Proposed cuts will weaken education
Published 9:44 am Thursday, May 18, 2017
The bottom line: President Donald Trump’s proposed $9 billion cut to the Department of Education would cut the number of teachers in schools.
That’s short-sighted.
Education is an economic driver, a sound investment.
The further one goes in school, the higher the average salary. That’s more money for families to spend. And consumer spending is the fuel of the modern economy.
It is an effective way to fight unemployment. In 2016, the unemployment rate for a high school dropout was 7.4 percent. For a graduate, it was 5.2 percent. For someone with a bachelor’s degree, it was 2.7 percent.

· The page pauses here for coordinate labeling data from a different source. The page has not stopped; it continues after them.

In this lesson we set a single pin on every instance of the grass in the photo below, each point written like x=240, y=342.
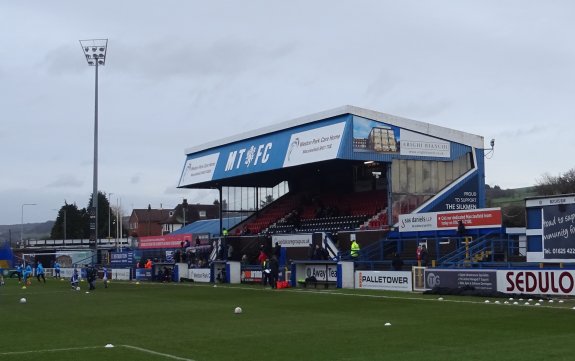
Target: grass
x=197, y=322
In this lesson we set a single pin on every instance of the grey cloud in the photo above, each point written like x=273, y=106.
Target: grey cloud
x=66, y=181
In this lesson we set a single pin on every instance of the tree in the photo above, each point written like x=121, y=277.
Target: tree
x=103, y=209
x=70, y=223
x=562, y=184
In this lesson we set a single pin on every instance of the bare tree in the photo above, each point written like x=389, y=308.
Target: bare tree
x=552, y=185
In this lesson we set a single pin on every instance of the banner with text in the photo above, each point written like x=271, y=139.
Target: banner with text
x=384, y=280
x=479, y=280
x=199, y=274
x=167, y=241
x=293, y=240
x=433, y=221
x=559, y=231
x=322, y=272
x=556, y=282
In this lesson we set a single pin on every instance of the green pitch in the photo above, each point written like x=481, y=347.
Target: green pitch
x=153, y=321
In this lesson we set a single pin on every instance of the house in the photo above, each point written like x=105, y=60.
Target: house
x=147, y=222
x=185, y=214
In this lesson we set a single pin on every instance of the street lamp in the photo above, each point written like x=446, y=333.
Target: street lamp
x=64, y=227
x=109, y=216
x=184, y=208
x=22, y=222
x=95, y=53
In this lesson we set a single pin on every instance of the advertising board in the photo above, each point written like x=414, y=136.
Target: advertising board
x=483, y=280
x=292, y=240
x=552, y=282
x=199, y=274
x=433, y=221
x=384, y=280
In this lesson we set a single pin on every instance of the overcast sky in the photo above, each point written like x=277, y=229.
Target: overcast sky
x=181, y=73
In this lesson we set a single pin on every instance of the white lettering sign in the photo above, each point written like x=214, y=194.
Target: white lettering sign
x=296, y=240
x=416, y=144
x=199, y=274
x=199, y=170
x=384, y=280
x=314, y=145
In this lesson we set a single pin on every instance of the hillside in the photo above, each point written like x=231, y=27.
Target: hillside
x=31, y=231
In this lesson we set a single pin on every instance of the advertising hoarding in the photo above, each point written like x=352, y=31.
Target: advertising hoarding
x=293, y=240
x=559, y=231
x=384, y=280
x=433, y=221
x=167, y=241
x=484, y=280
x=552, y=282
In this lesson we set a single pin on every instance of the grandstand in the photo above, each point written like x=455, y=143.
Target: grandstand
x=346, y=171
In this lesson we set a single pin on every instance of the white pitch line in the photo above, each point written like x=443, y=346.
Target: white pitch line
x=156, y=353
x=49, y=350
x=95, y=347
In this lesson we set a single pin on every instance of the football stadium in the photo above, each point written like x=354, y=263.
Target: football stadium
x=348, y=234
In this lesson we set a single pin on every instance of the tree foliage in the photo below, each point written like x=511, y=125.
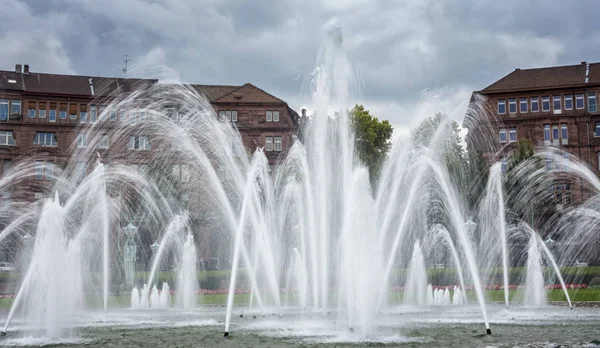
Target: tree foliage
x=372, y=139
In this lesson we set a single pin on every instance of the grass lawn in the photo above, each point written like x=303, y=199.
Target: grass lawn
x=577, y=295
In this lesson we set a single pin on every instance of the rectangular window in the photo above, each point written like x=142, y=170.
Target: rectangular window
x=7, y=138
x=545, y=103
x=523, y=104
x=3, y=109
x=501, y=106
x=502, y=136
x=31, y=109
x=43, y=170
x=564, y=134
x=185, y=173
x=512, y=106
x=62, y=113
x=93, y=114
x=15, y=107
x=104, y=142
x=579, y=101
x=555, y=139
x=83, y=113
x=52, y=112
x=81, y=140
x=557, y=104
x=512, y=135
x=535, y=104
x=568, y=102
x=42, y=111
x=546, y=134
x=73, y=111
x=45, y=139
x=591, y=102
x=268, y=143
x=139, y=143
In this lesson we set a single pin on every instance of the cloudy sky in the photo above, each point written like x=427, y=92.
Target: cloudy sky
x=414, y=58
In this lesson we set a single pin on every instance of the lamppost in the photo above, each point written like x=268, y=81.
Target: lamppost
x=154, y=247
x=28, y=241
x=129, y=253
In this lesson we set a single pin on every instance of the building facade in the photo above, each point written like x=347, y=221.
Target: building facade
x=553, y=107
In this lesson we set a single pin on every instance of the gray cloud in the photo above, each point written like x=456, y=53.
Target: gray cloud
x=400, y=48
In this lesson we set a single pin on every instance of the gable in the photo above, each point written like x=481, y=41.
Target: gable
x=248, y=93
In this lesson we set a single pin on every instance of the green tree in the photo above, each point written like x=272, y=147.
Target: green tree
x=372, y=139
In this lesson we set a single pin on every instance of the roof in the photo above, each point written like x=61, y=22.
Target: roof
x=212, y=92
x=248, y=93
x=544, y=78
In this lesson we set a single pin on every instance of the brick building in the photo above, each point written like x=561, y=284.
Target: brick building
x=552, y=106
x=41, y=113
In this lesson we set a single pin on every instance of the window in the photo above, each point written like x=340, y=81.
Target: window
x=579, y=101
x=545, y=103
x=52, y=112
x=7, y=138
x=512, y=106
x=42, y=111
x=44, y=139
x=268, y=143
x=555, y=139
x=104, y=142
x=546, y=134
x=43, y=170
x=591, y=102
x=15, y=107
x=181, y=172
x=73, y=111
x=83, y=113
x=6, y=165
x=564, y=134
x=80, y=171
x=93, y=113
x=81, y=140
x=3, y=109
x=535, y=104
x=512, y=135
x=31, y=110
x=501, y=106
x=523, y=104
x=568, y=102
x=139, y=143
x=502, y=136
x=62, y=113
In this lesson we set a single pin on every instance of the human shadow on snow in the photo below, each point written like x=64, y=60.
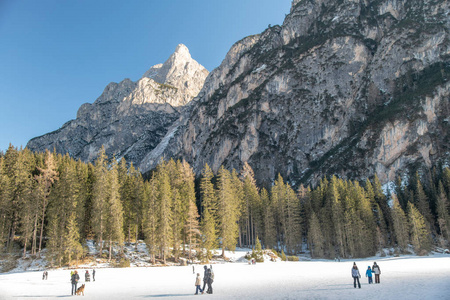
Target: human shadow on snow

Mississippi is near the bottom in per-student spending and it lags the United States average for high school graduates and those with bachelor’s degrees. It has a higher than average dropout rate as well.
But we are starting to turn things around. The state’s dropout rate declined sharply since 2011. It has more graduates. Its test scores are improving.

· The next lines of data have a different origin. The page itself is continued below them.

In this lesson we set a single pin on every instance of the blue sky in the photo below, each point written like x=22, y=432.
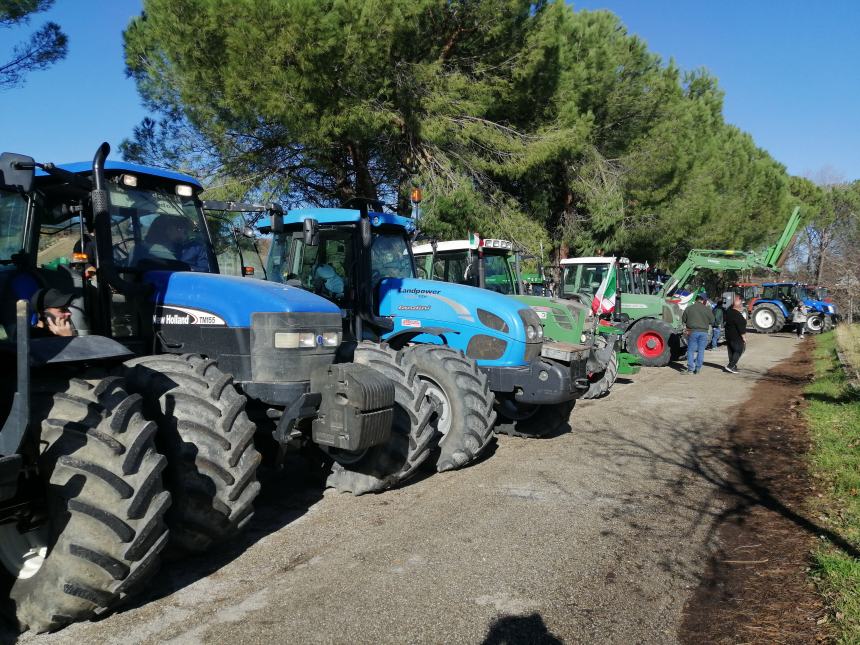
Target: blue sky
x=790, y=70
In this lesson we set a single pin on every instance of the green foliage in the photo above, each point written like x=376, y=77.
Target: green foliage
x=43, y=48
x=833, y=414
x=520, y=119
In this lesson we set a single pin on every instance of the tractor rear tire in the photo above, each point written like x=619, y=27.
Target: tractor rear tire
x=383, y=466
x=767, y=319
x=531, y=421
x=601, y=386
x=208, y=440
x=651, y=341
x=105, y=506
x=462, y=400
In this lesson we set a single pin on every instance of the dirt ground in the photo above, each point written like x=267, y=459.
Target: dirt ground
x=598, y=535
x=757, y=588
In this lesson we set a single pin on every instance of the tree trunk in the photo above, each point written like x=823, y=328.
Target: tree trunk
x=365, y=187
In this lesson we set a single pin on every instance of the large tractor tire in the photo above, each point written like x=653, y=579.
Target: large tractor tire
x=208, y=440
x=767, y=319
x=531, y=421
x=383, y=466
x=650, y=340
x=463, y=403
x=604, y=381
x=105, y=506
x=815, y=323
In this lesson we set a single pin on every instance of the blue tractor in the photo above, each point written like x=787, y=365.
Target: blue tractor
x=772, y=311
x=141, y=418
x=466, y=344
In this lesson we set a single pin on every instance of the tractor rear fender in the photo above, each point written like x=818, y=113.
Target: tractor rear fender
x=399, y=339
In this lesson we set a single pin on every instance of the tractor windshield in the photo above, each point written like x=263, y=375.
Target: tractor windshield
x=151, y=227
x=13, y=215
x=451, y=266
x=390, y=257
x=497, y=274
x=584, y=278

We fear cuts proposed by the White House, particularly those to Title II, money spent to recruit, train and retain teachers, would slow or halt that momentum.
We know we have to get federal spending under control. We know agencies must shrink their budgets, root out inefficient programs and cut waste.
The Department of Education is no exception. But we don’t think the president should punish communities so willing to help themselves.
If Congress and the president find no alternative to cutting the Title I through Title IV money, we urge districts to look for any other avenue of savings other than cutting teaching positions.